Core Concepts
Different fusion approaches for emotion recognition from speech using acoustic and text-based features show improved performance with BERT embeddings compared to Glove embeddings.
Abstract
The content discusses various fusion approaches for emotion recognition from speech using acoustic and text-based features. It highlights the use of BERT embeddings over Glove embeddings, the impact of different training strategies, and the importance of defining folds in datasets like IEMOCAP. The study compares models on IEMOCAP and MSP-PODCAST datasets, showcasing the benefits of combining audio and text information for emotion recognition.
Models:
Individual models for audio and text-based systems are described.

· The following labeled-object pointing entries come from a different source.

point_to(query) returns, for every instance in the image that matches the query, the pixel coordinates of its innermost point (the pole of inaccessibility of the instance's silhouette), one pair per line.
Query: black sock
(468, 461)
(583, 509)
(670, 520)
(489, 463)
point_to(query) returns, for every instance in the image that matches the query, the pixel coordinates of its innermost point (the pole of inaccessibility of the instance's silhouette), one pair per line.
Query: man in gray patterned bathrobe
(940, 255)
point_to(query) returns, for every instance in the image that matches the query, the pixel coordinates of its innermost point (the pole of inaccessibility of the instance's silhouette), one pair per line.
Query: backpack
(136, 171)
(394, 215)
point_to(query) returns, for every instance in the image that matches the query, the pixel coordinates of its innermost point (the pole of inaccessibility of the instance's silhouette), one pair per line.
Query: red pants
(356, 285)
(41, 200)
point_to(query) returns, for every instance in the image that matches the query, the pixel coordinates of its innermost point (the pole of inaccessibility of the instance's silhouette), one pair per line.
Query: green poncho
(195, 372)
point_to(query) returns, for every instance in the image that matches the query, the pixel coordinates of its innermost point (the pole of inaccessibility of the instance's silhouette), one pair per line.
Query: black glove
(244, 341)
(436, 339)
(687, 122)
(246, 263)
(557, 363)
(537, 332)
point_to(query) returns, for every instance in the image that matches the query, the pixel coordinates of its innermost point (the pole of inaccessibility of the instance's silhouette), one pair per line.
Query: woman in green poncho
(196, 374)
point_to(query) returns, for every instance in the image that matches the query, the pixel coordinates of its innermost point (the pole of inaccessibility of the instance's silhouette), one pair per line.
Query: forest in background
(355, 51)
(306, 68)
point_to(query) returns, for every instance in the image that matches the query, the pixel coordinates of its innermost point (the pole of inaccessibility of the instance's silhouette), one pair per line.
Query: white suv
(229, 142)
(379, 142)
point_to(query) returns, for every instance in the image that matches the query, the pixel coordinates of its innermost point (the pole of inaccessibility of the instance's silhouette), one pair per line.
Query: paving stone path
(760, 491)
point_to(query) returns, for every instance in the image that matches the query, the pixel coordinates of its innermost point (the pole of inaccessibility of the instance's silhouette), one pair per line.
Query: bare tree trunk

Fusion models using early and late fusion techniques are explored.
Different training strategies for fusion models are discussed.
Experimental Setup and Datasets:
Experiments were conducted on IEMOCAP and MSP-PODCAST datasets.
The impact of fold criteria on IEMOCAP results is analyzed.
Details on data preprocessing, model training, and evaluation metrics are provided.
Results and Discussion:
Performance results for audio, Glove, and BERT-based text models are compared.
Fusion models show significant improvements in emotion recognition.
The effect of using BERT embeddings over Glove embeddings is highlighted.
The importance of seed selection in model training is emphasized.
Conclusions:
The study demonstrates the benefits of using BERT embeddings and fusing audio-text modalities for emotion recognition.
Recommendations for defining folds in datasets like IEMOCAP are proposed.
The impact of different training strategies and fusion techniques is discussed.
Stats
We propose to obtain contextualized word embeddings with BERT to represent the information contained in speech transcriptions.
Fusing acoustic and text-based systems is beneficial on both datasets.
The AvRec improves by 16% relative to the best performing single model when combining audio and text information.
Quotes
"We demonstrated the positive effect of representing linguistic information using contextualized word embeddings extracted with BERT compared to using standard word embeddings like those extracted with Glove."
"Adding text information to audio-based SER systems gives significant performance improvements."